Lowell couldn’t imagine what the beast could possibly want from him so he decided to ignore it. He started up the incline once again, listening to the forest for the tell-tale signs of branches snapping or the general lumbering of a territorial she-bear.
After some time passed, how much he didn’t know or really care, the path grew treacherously steep. Lowell found himself scrabbling along on all fours, pulling himself up the hillside by the thick, exposed tree roots that protruded from the soil like the randomly placed rungs of a ladder. He climbed this way for a long time, his flashlight swinging by its loop around his neck, before he realized two things: he’d brought along a flask of whiskey but no water and that he was no longer traveling along the official park trail but had, somehow, gotten off track.
“Damn raccoon,” Lowell said aloud, between sharp intakes of breath. He’d decided it was the raccoon, and its strange, furtive pursuit, that had flustered him into leaving the trail and climbing like an idiot straight up the mountainside. This flustering happened to him at work, also—one of his co-workers would annoy him somehow, with an interrupting sentence or even a weird look, and then he’d find himself staring blankly up into the office’s florescent lights, wondering what exactly he’d been talking about a moment before while a muddled feeling of rage crashed along the back of his mind.
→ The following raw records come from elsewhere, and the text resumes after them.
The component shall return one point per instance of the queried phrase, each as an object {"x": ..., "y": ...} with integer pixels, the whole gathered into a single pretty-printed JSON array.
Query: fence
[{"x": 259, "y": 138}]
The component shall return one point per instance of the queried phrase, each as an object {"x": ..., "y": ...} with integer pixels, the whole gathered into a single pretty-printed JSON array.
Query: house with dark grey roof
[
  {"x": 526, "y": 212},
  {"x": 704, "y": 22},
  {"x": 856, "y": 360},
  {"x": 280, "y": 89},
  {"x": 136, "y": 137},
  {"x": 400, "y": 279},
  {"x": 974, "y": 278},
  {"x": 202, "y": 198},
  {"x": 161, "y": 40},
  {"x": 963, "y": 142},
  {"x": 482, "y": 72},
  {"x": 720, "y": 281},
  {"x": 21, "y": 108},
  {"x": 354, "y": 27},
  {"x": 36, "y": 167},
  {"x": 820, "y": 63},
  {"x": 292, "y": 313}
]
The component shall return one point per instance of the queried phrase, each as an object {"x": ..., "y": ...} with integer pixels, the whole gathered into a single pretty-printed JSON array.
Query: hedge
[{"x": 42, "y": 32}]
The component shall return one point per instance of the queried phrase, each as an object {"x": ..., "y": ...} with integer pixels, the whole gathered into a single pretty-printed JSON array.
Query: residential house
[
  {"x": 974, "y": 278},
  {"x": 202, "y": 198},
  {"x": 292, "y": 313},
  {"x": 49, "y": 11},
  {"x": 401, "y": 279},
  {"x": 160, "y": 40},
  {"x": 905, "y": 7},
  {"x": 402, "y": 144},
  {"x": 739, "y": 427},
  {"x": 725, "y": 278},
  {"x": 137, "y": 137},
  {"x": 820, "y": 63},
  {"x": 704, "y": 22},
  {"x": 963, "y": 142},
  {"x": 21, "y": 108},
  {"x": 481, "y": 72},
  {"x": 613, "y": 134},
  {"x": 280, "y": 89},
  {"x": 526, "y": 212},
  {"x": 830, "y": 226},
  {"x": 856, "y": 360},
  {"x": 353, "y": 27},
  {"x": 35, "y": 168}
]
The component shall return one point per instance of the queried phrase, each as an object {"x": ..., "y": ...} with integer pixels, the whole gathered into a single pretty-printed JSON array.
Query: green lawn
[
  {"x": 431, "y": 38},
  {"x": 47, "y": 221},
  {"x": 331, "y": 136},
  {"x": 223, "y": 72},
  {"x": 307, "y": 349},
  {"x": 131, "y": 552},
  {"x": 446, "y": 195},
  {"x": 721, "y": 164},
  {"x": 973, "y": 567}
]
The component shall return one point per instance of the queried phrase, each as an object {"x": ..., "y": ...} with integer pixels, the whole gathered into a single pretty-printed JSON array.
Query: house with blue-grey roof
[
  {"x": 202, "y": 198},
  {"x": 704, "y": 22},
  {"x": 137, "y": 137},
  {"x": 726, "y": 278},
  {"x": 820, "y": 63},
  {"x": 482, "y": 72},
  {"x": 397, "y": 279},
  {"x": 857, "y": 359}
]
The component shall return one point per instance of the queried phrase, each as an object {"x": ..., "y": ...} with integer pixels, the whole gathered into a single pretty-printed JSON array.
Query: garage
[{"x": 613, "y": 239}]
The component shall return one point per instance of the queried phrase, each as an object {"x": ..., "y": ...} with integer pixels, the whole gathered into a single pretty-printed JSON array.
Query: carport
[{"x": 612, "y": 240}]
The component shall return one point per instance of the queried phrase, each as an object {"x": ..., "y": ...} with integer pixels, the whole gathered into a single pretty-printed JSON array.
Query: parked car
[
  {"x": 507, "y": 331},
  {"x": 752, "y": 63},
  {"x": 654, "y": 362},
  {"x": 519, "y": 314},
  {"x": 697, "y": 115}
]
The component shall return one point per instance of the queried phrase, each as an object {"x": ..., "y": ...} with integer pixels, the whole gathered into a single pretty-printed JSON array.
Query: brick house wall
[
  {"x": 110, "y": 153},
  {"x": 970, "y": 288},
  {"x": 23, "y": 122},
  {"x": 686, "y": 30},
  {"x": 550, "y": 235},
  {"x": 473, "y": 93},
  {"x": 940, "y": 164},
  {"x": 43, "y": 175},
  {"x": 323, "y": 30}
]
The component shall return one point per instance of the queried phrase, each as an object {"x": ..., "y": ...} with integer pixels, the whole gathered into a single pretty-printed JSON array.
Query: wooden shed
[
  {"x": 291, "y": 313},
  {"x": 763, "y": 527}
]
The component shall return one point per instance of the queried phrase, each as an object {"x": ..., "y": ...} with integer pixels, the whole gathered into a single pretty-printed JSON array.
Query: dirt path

Weary of climbing, his entire front now covered in dirt, Lowell was about to give up and head back down when he arrived at a flat patch of hillside that looked as if it had been purposely stamped into the mountain for weary travelers like himself. He pulled his aching body up and over onto the flat piece of land, which was covered in the thick blanket of lush grass that felt cool and soft to the touch, and rolled onto his back to drink in lungfuls of clean air.
Above, stars filled the night sky, nearly equaling the darkness that surrounded them.